I don’t know about you but I’m growing to hate television, because of drug advertisements. Gone are the days when some aspirin company would show you the cause of your headache and prove they can cure it. Visuals of your stomach being coated by pink goo are a thing of the past. Thing is I understand headaches, and tummy trouble. I don’t have a clue about ARTMIH, but I certainly know Fungooli cures it.
Very low numbers
What I really want to know is; How many people actually have ARTMIH? I’ve asked all my friends and neighbors, and not one of them have it. Ok, I guess I didn’t ask old man Gosset. You never want to mention a disease around him. It’s a sure-fire way to make sure he gets it. And he’ll tell you about the symptoms, real or not, for hours. Either way, nobody around me even knows what it is. All of them know what a stomach ache is. Yet we see hundreds of ads for Fungooli, and zero for antacids.
If only eighteen folks around the world have a disease, why must millions learn about it in thirty-second bleeps during our favorite shows? And it’s not just TV. It’s internet streaming, and music services as well. Every place I find entertainment wants to know if I have the symptoms of ARTMIH, or any other disease of the day.
The real funny thing is what I learned about advertising during major sporting events. It can cost up to five million dollars for thirty seconds of air time. Not only are drug companies being invasive, they’re being stupid as well. Look at it this way, possibly a hundred-thousand folks will see the add and think, “Hey I should ask my doctor.” Of them about a hundred will actually qualify for the drug. Face it, most folks are hypochondriacs. So, they spent five mil to sell a hundred doses. That’s fifty-thousand bucks a dose. They’d have been better off embezzling those funds, stash ‘em in an offshore account, and spending the rest of their lives in the Caymen Islands drinking Rum Punch.

Let’s throw around some cash
Where do these companies get this kind of cash?

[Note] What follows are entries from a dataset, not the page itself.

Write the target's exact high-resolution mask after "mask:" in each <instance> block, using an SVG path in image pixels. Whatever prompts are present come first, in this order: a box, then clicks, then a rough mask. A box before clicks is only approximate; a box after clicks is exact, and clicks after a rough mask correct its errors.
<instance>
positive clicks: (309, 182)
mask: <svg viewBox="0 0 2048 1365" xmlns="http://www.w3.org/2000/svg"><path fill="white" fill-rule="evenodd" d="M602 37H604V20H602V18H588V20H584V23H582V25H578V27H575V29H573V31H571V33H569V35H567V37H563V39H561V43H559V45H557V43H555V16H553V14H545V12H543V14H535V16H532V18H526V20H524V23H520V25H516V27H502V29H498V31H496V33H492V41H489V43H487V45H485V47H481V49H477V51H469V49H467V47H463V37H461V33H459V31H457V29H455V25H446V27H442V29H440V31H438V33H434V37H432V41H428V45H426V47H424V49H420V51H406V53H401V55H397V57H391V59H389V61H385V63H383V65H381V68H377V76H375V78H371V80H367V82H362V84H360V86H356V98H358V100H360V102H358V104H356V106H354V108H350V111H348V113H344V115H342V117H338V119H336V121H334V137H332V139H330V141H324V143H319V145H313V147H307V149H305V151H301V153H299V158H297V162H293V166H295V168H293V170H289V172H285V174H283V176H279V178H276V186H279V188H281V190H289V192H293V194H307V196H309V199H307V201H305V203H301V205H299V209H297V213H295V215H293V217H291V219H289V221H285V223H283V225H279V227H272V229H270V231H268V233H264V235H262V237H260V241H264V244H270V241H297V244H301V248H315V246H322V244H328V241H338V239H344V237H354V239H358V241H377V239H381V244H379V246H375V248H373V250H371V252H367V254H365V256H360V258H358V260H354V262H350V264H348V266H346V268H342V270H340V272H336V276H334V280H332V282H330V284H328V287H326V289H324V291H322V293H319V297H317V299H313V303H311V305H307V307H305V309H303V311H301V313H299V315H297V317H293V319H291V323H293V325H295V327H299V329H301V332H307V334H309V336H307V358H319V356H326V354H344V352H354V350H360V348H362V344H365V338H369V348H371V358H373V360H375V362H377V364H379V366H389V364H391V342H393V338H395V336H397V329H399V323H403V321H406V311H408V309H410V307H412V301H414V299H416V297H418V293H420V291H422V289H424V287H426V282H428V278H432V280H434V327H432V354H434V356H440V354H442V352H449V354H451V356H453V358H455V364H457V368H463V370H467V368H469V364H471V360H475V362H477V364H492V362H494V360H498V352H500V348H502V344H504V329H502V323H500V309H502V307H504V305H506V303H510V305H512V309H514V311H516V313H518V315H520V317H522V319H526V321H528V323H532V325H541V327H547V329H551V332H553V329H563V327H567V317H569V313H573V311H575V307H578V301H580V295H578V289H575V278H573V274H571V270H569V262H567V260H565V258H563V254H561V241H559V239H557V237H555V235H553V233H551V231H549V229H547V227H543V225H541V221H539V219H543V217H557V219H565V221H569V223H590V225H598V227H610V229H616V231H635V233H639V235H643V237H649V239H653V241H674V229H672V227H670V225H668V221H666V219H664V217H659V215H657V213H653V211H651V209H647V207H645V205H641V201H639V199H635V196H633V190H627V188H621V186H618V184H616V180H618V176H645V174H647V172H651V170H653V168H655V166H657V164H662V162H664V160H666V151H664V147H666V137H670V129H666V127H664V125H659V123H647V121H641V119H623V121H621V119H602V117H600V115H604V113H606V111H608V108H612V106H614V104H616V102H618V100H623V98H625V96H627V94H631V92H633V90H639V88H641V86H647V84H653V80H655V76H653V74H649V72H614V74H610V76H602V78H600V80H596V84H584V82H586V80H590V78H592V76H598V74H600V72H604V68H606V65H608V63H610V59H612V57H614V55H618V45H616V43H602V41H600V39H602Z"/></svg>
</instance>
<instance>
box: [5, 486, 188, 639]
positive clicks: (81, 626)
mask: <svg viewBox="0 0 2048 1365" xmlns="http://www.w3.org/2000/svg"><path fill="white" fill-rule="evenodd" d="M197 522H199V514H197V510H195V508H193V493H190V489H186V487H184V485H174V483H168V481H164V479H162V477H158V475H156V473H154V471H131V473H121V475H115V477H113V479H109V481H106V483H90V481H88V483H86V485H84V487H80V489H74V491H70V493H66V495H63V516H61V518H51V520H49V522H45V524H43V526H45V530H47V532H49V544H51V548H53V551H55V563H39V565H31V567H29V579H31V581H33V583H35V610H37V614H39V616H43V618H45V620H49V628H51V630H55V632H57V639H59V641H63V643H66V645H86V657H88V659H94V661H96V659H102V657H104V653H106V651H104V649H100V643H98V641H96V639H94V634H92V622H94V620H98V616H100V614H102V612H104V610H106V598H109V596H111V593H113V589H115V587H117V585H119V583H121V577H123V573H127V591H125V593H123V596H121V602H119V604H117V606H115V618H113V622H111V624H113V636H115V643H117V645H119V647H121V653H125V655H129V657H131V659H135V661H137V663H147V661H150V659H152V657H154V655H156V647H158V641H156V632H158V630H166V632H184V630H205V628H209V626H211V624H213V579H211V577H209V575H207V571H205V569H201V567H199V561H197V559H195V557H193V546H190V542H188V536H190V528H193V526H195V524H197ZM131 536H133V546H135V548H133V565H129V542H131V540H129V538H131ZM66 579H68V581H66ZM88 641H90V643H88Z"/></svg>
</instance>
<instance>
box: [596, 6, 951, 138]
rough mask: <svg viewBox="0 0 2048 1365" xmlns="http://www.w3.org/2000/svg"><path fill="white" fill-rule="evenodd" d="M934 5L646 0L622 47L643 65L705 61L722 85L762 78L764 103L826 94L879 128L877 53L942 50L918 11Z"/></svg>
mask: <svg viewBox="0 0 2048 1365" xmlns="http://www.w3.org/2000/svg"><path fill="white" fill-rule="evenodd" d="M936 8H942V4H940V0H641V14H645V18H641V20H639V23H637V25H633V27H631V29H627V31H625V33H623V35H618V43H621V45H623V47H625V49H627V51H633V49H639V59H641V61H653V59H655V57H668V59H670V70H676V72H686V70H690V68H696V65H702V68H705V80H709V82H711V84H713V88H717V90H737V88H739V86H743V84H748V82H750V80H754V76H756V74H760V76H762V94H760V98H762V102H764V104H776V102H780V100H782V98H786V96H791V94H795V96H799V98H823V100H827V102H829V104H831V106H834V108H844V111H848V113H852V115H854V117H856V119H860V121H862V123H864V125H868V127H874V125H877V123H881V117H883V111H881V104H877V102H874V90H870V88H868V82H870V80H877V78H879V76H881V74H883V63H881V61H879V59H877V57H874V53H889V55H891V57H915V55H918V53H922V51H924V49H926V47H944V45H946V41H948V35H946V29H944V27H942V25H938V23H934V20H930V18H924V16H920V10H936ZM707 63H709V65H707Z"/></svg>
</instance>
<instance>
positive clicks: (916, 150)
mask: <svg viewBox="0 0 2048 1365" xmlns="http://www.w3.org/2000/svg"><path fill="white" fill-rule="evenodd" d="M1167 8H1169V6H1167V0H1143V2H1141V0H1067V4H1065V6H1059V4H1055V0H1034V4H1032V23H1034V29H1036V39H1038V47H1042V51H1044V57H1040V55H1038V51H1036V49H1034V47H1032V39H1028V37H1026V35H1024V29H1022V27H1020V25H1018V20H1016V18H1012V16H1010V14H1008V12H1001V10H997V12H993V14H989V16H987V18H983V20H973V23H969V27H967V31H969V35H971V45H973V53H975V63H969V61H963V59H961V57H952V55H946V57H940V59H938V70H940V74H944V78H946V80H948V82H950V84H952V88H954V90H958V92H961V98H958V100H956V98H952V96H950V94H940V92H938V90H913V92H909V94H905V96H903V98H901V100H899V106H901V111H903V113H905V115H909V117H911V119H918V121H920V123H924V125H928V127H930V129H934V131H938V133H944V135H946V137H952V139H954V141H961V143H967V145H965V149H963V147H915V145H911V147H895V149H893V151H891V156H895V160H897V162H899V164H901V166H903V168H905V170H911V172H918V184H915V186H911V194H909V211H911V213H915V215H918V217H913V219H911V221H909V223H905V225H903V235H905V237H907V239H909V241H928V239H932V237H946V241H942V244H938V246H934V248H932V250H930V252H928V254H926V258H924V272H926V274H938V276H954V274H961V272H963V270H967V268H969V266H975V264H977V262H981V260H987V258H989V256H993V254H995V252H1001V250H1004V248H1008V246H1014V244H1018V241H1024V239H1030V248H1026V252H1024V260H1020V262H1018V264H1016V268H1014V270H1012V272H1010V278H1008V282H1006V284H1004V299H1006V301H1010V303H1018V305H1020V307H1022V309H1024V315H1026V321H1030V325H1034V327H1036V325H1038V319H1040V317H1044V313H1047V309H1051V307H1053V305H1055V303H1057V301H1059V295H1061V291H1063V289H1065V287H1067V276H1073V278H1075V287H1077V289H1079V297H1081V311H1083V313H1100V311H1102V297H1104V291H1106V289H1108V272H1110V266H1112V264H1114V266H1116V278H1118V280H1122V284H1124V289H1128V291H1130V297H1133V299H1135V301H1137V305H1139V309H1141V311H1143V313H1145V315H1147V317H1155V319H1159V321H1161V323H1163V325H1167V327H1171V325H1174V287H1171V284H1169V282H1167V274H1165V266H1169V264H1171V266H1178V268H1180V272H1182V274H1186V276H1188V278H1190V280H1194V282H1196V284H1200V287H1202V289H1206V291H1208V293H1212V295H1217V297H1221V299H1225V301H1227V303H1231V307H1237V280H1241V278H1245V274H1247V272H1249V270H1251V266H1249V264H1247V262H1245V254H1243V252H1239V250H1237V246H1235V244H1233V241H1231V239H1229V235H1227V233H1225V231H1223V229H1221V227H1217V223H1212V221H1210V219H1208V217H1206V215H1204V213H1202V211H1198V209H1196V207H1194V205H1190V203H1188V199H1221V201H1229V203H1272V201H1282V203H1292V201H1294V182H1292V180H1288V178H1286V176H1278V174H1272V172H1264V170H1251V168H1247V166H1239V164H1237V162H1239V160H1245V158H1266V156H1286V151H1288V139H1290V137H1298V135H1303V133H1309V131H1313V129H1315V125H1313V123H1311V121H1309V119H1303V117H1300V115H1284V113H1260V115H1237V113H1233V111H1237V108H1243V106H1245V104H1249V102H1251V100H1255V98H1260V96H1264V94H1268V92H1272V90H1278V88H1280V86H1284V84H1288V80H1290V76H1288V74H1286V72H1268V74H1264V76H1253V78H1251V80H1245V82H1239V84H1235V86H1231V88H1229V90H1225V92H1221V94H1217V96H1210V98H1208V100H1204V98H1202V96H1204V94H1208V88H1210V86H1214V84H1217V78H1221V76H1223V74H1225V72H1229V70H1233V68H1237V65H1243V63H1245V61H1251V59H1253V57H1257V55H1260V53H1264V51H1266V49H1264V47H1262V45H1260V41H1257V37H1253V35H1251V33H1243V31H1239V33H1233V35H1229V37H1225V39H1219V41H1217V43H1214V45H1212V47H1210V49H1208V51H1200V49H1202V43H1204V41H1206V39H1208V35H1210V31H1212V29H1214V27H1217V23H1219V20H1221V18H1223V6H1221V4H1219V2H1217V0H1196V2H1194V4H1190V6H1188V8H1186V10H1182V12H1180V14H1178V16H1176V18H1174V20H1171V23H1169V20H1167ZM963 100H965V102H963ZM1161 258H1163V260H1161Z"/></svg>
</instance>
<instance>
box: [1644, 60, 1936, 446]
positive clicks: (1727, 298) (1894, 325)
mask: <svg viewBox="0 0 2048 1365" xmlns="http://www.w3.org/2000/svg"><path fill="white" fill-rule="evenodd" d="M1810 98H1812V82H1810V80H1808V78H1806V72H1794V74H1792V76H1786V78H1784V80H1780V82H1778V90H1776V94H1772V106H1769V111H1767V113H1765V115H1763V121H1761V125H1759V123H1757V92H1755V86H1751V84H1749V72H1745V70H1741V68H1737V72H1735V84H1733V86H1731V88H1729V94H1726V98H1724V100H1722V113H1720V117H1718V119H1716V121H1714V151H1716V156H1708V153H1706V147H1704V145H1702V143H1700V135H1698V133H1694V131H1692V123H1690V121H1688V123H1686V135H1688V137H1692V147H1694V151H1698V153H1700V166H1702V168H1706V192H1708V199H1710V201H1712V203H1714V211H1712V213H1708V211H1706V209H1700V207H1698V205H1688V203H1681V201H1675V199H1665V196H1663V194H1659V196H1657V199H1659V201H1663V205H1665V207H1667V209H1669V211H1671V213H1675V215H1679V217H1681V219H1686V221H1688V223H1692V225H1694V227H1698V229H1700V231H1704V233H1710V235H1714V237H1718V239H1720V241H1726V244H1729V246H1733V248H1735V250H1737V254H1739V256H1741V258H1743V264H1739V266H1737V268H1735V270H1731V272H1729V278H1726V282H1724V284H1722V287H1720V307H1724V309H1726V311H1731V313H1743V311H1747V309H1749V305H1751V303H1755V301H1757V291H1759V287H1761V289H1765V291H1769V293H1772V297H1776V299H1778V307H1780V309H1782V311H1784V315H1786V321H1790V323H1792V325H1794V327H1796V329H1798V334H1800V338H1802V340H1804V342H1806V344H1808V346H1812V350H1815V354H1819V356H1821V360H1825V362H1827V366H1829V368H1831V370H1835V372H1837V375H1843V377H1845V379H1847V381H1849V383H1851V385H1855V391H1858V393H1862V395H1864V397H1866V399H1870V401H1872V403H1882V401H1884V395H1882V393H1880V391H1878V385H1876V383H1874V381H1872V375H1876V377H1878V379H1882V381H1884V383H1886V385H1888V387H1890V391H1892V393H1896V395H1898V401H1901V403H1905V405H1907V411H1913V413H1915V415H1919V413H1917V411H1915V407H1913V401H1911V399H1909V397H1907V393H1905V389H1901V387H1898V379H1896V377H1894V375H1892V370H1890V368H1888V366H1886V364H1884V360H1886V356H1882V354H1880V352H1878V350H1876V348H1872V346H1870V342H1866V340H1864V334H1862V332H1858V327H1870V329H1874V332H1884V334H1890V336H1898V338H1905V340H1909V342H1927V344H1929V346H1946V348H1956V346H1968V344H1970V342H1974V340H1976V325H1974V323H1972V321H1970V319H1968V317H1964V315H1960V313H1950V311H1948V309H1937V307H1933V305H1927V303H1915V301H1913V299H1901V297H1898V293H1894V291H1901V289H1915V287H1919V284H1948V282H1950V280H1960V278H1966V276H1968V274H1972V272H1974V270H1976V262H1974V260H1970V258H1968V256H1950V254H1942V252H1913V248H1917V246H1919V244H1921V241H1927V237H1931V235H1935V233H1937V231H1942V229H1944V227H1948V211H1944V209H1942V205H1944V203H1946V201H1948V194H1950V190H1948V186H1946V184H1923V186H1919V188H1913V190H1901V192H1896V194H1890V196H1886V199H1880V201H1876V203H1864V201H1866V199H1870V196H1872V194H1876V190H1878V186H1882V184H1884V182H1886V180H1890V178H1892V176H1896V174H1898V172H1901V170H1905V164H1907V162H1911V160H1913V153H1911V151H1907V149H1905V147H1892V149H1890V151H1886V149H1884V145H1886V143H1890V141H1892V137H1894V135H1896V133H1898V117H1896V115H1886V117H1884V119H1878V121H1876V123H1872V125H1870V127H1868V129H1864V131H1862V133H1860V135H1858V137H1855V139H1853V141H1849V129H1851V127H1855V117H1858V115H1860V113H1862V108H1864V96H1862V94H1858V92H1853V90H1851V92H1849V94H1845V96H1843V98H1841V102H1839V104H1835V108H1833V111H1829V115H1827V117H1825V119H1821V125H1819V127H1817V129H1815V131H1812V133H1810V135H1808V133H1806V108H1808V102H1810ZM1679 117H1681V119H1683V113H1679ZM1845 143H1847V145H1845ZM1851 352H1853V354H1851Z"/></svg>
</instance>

They spend a couple of million to develop a drug, then about a billion to promote it, when it only applies to one percent of the population. That’s like one of those Nigerian prince emails. It’s like they’re saying, “I’ll give you a billion dollars, if you’ll spot me a couple of grand.” Only this is real life and they have no problem doing it.
I think the problem comes from all those universities. As a requirement, all students and professors must publish a research paper ever once in a while. With all that publishing, people are just running out of things to research. Now, they’re just scraping the crap off the bottom of the barrel, calling it crapola, writing it up using a lot of big words no one even cares to read, add a few graphs with better curves than a Victoria’s Secret model, then sit back and watch the grants come in.
I think i’ve got it
I’m beginning to wonder if there may be more cash in identifying new diseases, than there is in curing them. I was just diagnosed with something called Sjogren’s Syndrome. At first, I thought the doctor was an ancient Japanese sooth-sayer, and I was destined to be Sjogren. You know the leader of the emperor’s armies.

Sadly, all Sjogren’s is, is that you have a dry mouth and dry eyes for some unknown reason. Crap, I was looking forward to ruling Japan. Ohh well. It has no cure but it got Sjogren’s name in the paper. My doctor said it’s really no big deal, just use eyedrops, and chew gum to keep my mouth moist. But you can bet Mr. Sjogren got a research deal with more zero’s than the pro-football contact of some college athletes.
Then again, what if there is no Sjogren? What if it’s an acronym of a group? Always remember groups love acronyms, especially groups relating to governments. What if SJOGREN actually stands for, Salivary‑Juice Observation & Gland Regeneration of Eye Nutrients.
It probably doesn’t, but it could!!!